Any of us, in any country on the planet, in any time period, are fully capable of committing atrocities against any group of people who have been marginalized by an authority such as our own government or church. Extremist and divisive beliefs have and always will exist. However, genocide and assassinations usually result only when those beliefs are propagated by those in authority and then blindly accepted as truths.

On an individual level: Blind, unquestioning obedience to the beliefs we hold about ourselves, as with religious beliefs, also hold the potential to cause enormous harm. Again, it is not the belief itself, but rather our blind acceptance of and obedience to it that results in any harm. The difference is that the harm in not questioning self-deprecatory beliefs is predominantly to ourselves. Unquestioning acceptance of self-deprecating beliefs commonly cause us to live very limited lives and prevent us from ever reaching anything close to our full happiness potential. These beliefs commonly hold us hostage throughout our entire lifespans. As with religious beliefs, long-standing beliefs about ourselves appear to us to not be beliefs at all. In other words, we mistake them for reality, for the truth. Even though many of our unhealthy core beliefs could often be easily disproven by someone who knows us well, we commonly fail to question those beliefs because we fail to recognize them as beliefs. The automatic default is to take our beliefs to be factual.

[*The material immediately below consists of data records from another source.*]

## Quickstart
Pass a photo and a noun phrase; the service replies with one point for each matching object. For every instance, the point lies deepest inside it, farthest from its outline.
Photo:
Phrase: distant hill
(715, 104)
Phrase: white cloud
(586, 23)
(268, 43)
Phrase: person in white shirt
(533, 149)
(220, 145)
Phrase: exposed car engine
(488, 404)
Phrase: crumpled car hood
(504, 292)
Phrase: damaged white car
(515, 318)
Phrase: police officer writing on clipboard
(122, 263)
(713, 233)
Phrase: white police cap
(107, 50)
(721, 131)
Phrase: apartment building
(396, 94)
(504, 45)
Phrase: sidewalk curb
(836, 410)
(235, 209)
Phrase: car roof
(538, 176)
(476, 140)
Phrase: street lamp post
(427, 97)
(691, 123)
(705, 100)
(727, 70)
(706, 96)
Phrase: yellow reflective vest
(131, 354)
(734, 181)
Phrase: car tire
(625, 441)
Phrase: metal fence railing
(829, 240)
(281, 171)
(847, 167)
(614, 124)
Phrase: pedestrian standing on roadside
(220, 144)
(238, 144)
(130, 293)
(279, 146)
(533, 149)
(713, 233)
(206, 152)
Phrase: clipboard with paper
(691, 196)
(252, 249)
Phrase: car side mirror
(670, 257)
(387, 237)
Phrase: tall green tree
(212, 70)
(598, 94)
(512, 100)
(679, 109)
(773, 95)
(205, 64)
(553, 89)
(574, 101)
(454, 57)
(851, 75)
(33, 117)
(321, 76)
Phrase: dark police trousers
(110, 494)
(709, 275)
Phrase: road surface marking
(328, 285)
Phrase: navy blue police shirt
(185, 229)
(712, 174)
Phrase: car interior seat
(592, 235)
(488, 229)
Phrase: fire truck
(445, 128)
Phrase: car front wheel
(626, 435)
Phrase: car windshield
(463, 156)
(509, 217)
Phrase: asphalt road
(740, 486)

Even when a psychotherapist or someone who knows us well points out that one of our healthy behaviors serves to effectively disprove one of our most damaging, self-critical beliefs, we are commonly unable to take in that information at first. One of the reasons for this is that the neural networks supporting our deep, long-held beliefs make even the questioning of them anathema to us. Even when someone provides objective, observable evidence to disprove one of our self-critical core beliefs, the new evidence needs to be processed over a long period of time before we are able to truly free ourselves from the grasp of that long-held belief. The new and complimentary evidence-based information can actually be too jarring and out of sync with our long-standing, unhealthy self-identity.

Most of us go through our entire lives living in a prison created by our minds, the specifics of which are determined by the nature of our beliefs about ourselves and the world. There is always a door leading out of that prison. However, the ability to open that cell door and walk to freedom is created by our courage to risk doing something very new and frightening, which is to stop acting in accord with our self-limiting beliefs.

On an Interpersonal Relationship Level: We all form beliefs about our partners, family members, friends, and everyone with whom we interact. Most of the time we are unaware of many of the beliefs we hold about other people, especially those closest to us. Our behavior, when in that person’s presence, commonly reveals the nature of those beliefs. If we believe someone is a certain way, we will interact with that person accordingly. When we fail to question the validity of our beliefs about that person, which means our interactions with that person are seriously informed by those beliefs, the depth of that relationship will be limited.

For example, our ability to communicate our inner feelings to someone we believe is disinterested or incapable of really hearing us will be hampered by that belief. By working to identify those beliefs and then taking a risk and acting as if we did not hold that belief, we can create new possibilities in the relationship. Putting the belief to the test may on some occasions prove conclusively to us that there is no hope of improving the relationship. Whatever the result, the process of courageously testing our beliefs about the other person can be very self-empowering.